Noel, Noel Young
By John McKinney
At Christmastime every year, I always think of Noel Young, memorable Santa Barbaran, one of California’s great literary publishers, born on Christmas day in 1922.
Noel always used to tell the story of how he ended up in Santa Barbara: his car broke down in the sleepy little coastal town in the early 1950s. A printer by trade, he found work here and soon began printing leading West Coast literary efforts, including most of the early books from Black Sparrow Press.
In the late 1960s, he ventured into publishing, founding Capra Press and publishing more than a hundred titles in the first 10 years by such esteemed authors as Henry Miller, Gretel Ehrlich, Lawrence Durrell, James D. Houston, Anais Nin, Andrei Codrescu, Ray Bradbury, Ursula K. Le Guin, John Sanford, Lawrence Clark Powell, Erica Jong, Thomas Sanchez, Kay Boyle, Kenneth Patchen, Robert Kirsch, Ross Macdonald, Jack Schaefer and Gerald Haslam.
Capra Press editorial offices were on the second floor of the Fithian Building on the corner of State and Ortega streets, but Noel really conducted business—and hosted the best conversations about books and life—over beers, lots of them, at Joe’s Café just down State Street, and at the home he built for himself and family on Mountain Drive.
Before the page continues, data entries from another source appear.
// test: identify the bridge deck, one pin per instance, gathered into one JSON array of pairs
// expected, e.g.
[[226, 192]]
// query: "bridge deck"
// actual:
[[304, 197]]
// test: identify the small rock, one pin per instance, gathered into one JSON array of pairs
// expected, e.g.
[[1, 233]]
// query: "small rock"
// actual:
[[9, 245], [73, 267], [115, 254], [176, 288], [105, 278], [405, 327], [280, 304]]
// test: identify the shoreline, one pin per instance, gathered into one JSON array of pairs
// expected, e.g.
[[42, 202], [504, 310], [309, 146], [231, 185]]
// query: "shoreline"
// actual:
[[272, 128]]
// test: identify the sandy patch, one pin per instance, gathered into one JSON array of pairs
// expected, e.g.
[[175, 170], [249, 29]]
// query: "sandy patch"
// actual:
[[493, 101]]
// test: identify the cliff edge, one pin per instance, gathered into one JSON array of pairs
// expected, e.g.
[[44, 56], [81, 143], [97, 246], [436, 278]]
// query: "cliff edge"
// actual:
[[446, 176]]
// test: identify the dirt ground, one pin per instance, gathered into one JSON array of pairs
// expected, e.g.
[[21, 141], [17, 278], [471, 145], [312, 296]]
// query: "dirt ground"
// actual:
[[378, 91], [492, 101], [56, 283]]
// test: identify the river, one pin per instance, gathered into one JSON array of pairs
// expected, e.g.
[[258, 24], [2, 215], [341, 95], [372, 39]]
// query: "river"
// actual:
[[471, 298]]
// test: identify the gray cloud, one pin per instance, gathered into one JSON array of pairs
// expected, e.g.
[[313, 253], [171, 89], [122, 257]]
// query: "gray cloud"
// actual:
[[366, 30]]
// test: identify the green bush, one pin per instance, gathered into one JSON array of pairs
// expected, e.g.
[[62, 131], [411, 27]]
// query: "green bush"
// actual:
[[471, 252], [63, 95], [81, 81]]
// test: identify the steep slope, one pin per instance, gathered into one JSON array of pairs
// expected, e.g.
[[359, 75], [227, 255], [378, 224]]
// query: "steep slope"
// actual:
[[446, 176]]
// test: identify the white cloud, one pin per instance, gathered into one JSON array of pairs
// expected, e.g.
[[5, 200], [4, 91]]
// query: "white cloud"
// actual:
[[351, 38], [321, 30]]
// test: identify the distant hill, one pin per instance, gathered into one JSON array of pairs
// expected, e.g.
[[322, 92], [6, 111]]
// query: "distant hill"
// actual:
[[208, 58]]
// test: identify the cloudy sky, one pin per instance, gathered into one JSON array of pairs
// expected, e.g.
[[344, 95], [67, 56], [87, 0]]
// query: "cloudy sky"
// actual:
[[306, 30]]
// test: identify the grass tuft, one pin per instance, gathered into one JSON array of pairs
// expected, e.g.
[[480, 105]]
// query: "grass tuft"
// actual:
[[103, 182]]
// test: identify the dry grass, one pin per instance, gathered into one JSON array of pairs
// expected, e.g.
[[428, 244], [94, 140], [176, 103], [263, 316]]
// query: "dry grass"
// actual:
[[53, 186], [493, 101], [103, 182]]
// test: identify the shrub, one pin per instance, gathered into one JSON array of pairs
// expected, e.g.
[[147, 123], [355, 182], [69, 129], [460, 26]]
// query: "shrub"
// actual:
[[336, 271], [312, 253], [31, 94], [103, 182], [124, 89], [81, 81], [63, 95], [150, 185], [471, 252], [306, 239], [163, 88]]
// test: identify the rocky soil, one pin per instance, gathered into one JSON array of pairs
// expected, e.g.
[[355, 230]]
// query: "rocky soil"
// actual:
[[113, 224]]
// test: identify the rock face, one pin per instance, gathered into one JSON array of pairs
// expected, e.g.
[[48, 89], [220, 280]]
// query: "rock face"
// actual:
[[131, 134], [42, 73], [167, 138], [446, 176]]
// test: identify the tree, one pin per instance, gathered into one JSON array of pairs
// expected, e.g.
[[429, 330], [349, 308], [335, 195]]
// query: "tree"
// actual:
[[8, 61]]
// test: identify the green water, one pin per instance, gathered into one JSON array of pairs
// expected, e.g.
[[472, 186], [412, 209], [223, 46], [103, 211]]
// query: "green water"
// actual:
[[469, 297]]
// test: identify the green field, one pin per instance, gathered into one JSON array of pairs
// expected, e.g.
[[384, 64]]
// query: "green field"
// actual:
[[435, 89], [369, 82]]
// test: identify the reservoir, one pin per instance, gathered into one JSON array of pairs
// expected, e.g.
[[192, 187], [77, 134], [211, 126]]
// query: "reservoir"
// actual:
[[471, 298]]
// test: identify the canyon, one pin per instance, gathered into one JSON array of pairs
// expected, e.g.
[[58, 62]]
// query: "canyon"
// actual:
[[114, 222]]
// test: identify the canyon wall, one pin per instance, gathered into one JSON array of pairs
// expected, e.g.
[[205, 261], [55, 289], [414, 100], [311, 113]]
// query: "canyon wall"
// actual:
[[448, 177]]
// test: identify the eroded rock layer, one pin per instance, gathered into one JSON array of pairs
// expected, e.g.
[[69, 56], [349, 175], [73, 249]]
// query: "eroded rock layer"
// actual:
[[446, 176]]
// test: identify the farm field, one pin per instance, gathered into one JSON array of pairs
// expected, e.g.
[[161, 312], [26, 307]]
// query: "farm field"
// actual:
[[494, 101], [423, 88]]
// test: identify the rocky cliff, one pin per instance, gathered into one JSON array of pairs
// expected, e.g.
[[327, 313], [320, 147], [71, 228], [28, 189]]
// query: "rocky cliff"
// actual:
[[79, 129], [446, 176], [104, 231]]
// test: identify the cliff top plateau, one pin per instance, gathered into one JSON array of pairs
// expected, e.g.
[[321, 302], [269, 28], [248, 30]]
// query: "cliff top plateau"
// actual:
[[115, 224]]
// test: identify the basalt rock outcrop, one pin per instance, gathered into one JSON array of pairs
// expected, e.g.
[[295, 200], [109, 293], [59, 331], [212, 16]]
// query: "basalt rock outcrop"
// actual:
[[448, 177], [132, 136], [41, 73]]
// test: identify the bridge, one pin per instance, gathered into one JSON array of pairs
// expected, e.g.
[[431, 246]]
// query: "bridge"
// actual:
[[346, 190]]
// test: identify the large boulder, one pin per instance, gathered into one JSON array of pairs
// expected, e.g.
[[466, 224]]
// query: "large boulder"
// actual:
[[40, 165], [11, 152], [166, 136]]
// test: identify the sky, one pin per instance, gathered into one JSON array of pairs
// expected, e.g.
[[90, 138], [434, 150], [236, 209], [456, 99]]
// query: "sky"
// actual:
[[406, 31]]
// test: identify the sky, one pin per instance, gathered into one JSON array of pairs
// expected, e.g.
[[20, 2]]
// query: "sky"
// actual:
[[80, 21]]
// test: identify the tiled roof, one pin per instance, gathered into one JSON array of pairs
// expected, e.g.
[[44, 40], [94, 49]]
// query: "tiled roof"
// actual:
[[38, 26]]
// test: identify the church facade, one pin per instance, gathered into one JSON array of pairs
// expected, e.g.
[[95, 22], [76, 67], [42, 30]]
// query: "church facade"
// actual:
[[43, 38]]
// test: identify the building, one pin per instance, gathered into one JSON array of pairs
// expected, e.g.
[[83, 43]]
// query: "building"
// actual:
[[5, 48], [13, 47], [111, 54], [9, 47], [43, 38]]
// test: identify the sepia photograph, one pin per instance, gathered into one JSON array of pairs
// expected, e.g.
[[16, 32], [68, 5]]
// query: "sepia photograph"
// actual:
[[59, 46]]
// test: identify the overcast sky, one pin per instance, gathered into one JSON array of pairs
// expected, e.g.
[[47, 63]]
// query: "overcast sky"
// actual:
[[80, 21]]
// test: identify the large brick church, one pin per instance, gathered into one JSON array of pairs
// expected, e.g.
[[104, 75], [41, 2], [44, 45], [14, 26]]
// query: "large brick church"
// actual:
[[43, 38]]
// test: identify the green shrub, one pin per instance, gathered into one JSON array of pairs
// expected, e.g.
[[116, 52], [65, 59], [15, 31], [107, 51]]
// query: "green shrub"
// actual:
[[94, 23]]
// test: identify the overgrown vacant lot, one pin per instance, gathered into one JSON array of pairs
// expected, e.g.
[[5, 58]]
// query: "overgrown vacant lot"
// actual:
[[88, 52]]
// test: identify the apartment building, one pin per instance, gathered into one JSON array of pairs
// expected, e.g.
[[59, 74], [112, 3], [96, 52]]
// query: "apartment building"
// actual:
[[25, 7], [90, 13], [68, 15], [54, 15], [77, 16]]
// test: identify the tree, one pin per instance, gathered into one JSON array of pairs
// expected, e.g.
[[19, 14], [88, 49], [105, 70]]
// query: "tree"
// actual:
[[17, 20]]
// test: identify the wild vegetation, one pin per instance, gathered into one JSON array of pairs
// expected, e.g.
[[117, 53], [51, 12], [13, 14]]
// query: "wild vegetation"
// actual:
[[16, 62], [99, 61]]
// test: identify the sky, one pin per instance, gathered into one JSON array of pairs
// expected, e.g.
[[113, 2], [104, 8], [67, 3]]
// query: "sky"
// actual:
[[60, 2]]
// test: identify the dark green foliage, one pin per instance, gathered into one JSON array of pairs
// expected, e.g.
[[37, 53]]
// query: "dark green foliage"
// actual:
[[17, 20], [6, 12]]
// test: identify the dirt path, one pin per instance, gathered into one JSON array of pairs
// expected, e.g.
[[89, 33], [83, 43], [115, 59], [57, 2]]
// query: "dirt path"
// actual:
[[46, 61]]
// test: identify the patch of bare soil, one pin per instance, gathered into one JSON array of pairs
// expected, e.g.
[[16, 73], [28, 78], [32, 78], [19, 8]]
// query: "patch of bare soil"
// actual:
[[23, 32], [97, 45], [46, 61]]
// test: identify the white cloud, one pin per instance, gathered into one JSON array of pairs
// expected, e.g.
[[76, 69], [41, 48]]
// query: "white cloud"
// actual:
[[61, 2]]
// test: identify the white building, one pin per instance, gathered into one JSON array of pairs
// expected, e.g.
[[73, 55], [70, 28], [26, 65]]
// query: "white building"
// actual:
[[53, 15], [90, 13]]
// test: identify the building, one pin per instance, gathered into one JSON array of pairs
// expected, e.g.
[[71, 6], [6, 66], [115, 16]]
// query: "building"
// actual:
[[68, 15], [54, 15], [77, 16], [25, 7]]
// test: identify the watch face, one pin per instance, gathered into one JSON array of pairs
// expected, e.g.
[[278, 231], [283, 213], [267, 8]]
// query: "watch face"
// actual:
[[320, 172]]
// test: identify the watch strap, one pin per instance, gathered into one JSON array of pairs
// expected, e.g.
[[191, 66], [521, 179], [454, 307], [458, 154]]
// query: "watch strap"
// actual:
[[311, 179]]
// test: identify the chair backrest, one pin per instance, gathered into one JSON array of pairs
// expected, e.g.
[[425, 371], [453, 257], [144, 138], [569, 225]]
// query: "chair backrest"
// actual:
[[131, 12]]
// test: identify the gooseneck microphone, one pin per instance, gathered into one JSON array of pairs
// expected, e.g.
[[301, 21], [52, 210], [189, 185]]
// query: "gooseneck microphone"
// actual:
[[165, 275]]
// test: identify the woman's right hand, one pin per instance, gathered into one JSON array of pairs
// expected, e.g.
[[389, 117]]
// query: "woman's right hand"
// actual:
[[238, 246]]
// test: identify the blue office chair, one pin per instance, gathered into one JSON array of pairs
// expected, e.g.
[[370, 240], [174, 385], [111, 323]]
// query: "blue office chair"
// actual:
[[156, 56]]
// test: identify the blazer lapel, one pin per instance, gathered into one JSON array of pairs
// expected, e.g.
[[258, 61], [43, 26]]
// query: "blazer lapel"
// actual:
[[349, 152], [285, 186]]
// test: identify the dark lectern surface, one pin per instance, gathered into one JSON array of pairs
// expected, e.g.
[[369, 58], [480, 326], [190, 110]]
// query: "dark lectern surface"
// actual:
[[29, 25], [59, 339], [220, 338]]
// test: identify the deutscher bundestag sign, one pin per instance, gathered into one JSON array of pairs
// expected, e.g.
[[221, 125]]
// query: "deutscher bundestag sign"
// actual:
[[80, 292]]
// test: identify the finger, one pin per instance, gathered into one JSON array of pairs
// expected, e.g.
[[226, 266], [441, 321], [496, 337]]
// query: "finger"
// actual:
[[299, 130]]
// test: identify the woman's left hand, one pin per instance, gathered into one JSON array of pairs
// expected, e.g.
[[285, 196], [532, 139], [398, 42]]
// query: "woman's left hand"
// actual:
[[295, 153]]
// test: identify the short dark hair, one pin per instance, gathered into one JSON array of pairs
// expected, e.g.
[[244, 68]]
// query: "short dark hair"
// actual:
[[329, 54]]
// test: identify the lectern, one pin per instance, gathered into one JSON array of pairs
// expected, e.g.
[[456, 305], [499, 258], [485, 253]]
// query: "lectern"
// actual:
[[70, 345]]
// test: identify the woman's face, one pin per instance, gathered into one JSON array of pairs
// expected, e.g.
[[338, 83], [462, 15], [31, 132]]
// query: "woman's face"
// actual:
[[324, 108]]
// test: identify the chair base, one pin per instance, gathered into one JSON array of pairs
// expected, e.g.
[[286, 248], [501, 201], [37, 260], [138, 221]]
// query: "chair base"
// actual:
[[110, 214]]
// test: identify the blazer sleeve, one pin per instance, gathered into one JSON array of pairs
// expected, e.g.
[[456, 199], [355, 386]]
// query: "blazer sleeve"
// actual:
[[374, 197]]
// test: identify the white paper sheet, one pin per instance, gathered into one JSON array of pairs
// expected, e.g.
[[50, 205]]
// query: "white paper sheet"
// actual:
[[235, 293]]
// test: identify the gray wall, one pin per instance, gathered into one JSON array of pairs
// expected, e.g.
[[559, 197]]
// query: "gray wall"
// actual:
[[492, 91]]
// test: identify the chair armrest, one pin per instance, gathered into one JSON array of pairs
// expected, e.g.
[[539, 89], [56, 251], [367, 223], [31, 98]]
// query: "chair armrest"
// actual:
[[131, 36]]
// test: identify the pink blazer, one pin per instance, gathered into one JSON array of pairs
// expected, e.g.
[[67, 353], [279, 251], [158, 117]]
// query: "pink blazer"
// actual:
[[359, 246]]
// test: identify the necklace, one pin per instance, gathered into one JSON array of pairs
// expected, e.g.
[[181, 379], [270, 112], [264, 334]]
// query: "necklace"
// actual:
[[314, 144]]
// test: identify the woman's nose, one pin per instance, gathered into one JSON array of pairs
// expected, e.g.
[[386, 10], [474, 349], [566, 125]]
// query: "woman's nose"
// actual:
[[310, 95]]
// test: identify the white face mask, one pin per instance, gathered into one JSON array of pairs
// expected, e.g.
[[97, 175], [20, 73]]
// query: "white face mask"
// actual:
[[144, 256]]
Noel had a keen appreciation for the California lifestyle. Many evenings ended out on the Young’s back deck in his redwood hot tub. Noel Young promoted the restorative attributes of the hot tub in a very popular book, “Hot Tubs: How to Build, Maintain and Enjoy,” authored by his pseudonymous alter-ego, Leon Elder.
At Christmastime 1980, Noel Young agreed to publish my first book, “Day Hiker’s Guide to Southern California.” By the time the book was released in the spring of 1981, Noel and his circle of colorful characters had convinced me to move to Santa Barbara.
Before Noel died in 2002, his Capra Press published about 300 fiction and nonfiction books by both well-known and unknown writers. He launched my career as a writer, and many, many others.
As we used to say to him during the Yule season: “Noel, Noel.”